Switchpipe stops responding after a random period of time

ChrisR

unread,

Mar 27, 2008, 1:47:26 PM3/27/08

to SwitchPipe

I have just deployed 7 rails applications using switchpipe onto a
Solaris 11 machine.

I now have a major problem where switchpipe just stops responding to
requests and i have to give it a "./script/switchpipe restart" to get
it going again. It seems to happen after a random amount of time,
1hr~3hours. It has never lasted more than 3 hours.

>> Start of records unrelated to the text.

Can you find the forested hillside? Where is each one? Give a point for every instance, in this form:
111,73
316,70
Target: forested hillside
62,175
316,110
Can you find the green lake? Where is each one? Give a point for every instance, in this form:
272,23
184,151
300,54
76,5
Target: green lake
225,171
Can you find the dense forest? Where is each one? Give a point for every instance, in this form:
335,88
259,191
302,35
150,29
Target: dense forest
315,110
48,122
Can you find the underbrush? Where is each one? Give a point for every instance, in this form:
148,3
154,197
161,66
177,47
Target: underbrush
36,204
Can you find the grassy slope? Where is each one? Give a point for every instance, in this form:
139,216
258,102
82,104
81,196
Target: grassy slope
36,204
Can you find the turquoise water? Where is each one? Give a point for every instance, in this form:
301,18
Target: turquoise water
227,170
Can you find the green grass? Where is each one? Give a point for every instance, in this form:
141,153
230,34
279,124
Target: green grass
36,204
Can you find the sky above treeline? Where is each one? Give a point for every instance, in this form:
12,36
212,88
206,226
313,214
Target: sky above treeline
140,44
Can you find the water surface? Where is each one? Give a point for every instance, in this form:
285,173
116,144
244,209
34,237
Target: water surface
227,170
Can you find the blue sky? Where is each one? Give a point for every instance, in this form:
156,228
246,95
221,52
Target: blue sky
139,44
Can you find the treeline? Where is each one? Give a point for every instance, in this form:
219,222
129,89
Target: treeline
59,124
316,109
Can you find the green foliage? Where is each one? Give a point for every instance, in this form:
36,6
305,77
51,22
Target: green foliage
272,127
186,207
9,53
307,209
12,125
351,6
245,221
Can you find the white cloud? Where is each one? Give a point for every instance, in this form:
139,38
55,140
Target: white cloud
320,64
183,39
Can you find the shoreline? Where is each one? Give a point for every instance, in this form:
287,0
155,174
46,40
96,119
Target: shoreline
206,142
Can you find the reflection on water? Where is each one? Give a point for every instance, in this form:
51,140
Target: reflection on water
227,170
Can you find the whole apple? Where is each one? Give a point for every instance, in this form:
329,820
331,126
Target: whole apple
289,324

Has anybody come across this before?

Any help is greatly appreciated as I really want to use switchpipe.

Thanks
Chris

Peter Cooper

unread,

Mar 27, 2008, 2:46:59 PM3/27/08

to SwitchPipe

On Mar 27, 5:47 pm, ChrisR <EvilGeen...@gmail.com> wrote:
> I have just deployed 7 rails applications using switchpipe onto a
> Solaris 11 machine.
>
> I now have a major problem where switchpipe just stops responding to
> requests and i have to give it a "./script/switchpipe restart" to get
> it going again. It seems to happen after a random amount of time,
> 1hr~3hours. It has never lasted more than 3 hours.
>
> Has anybody come across this before?

This was a common issue prior to 1.04. I imagine you are running 1.04
or higher (trunk) though, which in my own tests has been running for
over a month now uninterrupted on one of my machine. Someone else has
reported the same issue with the trunk version, however, and it began
after they upgraded Apache. I'm still waiting for more information
from them so I can replicate this issue, but if you can provide more
info, it might help triangulate the issue :) Essentially.. I need to
know what's in front of your SwitchPipe? Apache? Nginx?

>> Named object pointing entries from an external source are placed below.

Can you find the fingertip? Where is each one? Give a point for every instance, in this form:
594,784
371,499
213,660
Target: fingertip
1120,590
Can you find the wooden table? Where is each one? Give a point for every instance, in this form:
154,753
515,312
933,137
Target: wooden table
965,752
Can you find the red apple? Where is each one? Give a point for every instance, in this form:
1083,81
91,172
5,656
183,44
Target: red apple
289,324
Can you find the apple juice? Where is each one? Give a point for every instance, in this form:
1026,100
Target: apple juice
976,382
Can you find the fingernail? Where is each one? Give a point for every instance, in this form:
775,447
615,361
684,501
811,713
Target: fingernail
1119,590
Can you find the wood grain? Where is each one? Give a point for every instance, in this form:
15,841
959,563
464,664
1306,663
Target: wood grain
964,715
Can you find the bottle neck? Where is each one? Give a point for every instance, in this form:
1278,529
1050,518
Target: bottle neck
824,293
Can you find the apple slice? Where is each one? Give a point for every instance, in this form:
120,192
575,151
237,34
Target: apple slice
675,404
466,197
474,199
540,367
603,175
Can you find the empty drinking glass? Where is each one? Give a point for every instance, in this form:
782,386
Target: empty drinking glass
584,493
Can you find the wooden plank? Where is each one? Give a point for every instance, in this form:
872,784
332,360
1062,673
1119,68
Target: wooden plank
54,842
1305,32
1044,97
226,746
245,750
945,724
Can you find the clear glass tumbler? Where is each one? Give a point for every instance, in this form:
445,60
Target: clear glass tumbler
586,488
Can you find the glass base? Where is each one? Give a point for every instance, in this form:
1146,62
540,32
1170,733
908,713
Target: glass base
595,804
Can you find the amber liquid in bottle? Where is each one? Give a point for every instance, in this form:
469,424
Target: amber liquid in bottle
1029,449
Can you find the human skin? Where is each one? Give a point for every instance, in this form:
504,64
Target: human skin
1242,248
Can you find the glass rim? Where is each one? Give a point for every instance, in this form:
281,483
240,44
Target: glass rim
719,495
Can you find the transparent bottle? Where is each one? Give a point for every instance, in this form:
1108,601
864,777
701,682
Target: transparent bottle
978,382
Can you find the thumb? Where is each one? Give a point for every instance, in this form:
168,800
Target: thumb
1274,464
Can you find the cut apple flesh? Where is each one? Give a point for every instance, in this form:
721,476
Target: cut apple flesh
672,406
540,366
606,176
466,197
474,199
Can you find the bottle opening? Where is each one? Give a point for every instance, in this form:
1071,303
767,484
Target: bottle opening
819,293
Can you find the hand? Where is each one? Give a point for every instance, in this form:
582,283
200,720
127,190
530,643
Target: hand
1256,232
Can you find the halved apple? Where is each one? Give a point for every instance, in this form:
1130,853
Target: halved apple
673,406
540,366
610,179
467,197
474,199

Once I can replicate the problem, it'll probably be a pretty easy fix.
The pre 1.04 issue was related to some UNIX quirks I wasn't taking
into account, so that could also be the issue here since I have not
extensively tested on anything else than BSD or Linux so far.

Cheers,
Pete

Jason Stirk

unread,

Mar 28, 2008, 12:14:12 AM3/28/08

to SwitchPipe

Ooh! My ears are burning!

I'm having a similar problem, but anywhere from a few hours to over 24. The last time I restarted I think it lasted about 8-10 hours (just had to restart then).

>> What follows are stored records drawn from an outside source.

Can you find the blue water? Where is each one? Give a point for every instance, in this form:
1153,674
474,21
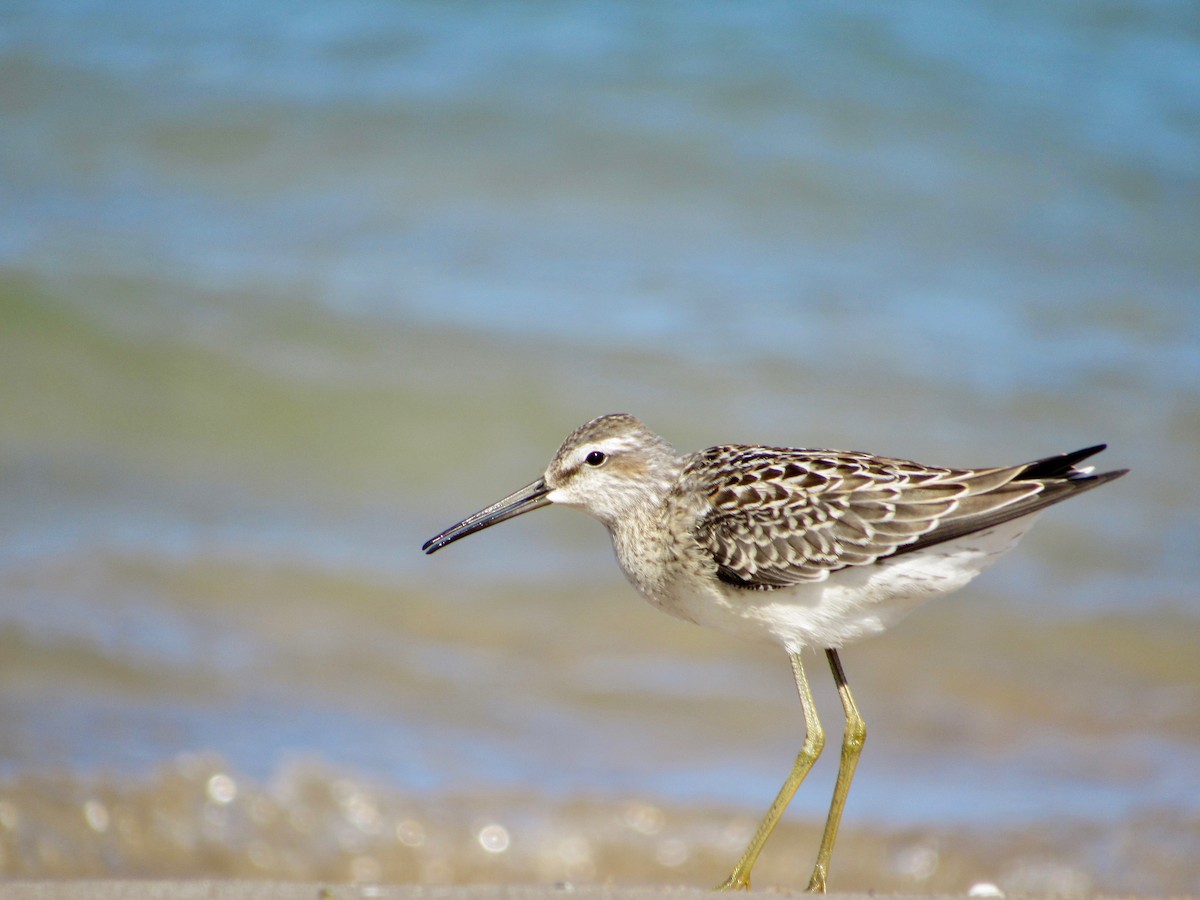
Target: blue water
286,288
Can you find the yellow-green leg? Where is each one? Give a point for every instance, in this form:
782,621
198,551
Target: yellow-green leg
814,741
851,747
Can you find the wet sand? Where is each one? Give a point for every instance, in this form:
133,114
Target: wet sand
295,891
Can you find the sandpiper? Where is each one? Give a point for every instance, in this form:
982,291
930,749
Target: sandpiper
803,549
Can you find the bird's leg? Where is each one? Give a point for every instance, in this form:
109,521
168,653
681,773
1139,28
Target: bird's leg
851,747
814,741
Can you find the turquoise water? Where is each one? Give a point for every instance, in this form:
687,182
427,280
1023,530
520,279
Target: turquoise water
285,289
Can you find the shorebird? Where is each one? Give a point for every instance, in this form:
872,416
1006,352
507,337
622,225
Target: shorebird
803,549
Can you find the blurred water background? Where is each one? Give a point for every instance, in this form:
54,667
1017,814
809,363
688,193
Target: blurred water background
286,288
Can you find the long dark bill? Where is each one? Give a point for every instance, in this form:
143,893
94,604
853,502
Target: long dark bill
527,499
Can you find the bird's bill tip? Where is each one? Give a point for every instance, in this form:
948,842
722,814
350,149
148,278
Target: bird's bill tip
528,498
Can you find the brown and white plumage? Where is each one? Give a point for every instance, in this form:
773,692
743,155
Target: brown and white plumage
798,547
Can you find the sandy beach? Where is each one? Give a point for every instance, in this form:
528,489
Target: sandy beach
205,889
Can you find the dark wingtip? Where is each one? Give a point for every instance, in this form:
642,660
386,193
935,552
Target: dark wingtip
1061,466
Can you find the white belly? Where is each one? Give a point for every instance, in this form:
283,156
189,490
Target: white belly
850,604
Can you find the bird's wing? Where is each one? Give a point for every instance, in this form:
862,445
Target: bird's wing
777,517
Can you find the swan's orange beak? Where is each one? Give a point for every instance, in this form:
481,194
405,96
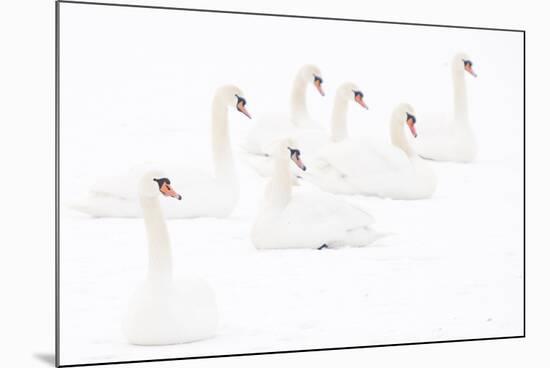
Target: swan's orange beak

This is happening on a Gentoo box (2.6.18-xen kernel), Ruby 1.8.6-111. I did notice that daemons gem I'm running is 1.0.9 vs. 1.0.10 which is latest. All other gems that the site asks to install are at their latest version.

Apache was a minor upgrade - it's now 2.2.8, and was formerly working well on 2.2.7(-something). I'm not certain that this is the cause, but it's one of the only things to have changed that I can think of.

I've just gone through and put in a bunch of logging requests throughout the code in the hope that one of them will lead me to where it's stalling. I'll keep you posted if I find anything interesting.

Best regards,
Jason

ChrisR

unread,

Mar 28, 2008, 6:36:30 AM3/28/08

to SwitchPipe

The Delegate proxy (http://www.delegate.org) is the only thing in
front of switchpipe. When it crashes, I can't even access it directly
(without going through the proxy).

Maybe you could give me a modified version of switchpipe.rb that
created a log file with more information, then I could give you back
the log file today after it hangs.

Thanks
Chris

ChrisR

unread,

Mar 28, 2008, 11:32:35 AM3/28/08

to SwitchPipe

I'm sure its probably nothing but it says :
VERSION = "1.03"

at the top of the switchpipe.rb in the trunk and in v1.04

Peter Cooper

unread,

Mar 31, 2008, 7:43:34 AM3/31/08

to SwitchPipe

Thanks for the extra updates. I'm travelling at Ruby conferences at
the moment but when I get back I'll rig up SwitchPipe with Apache 2 in
front of it (I have only used it with Apache 1.3) and see if I can
recreate some of these issues.

Cheers,
Pete

Jason Stirk

unread,

Mar 31, 2008, 8:03:36 AM3/31/08

to Peter Cooper, SwitchPipe

Pete,

Brief status report on my logging exercises. Last failure took about 48 hours to come about, which made it a bit slow to work out where it's dying.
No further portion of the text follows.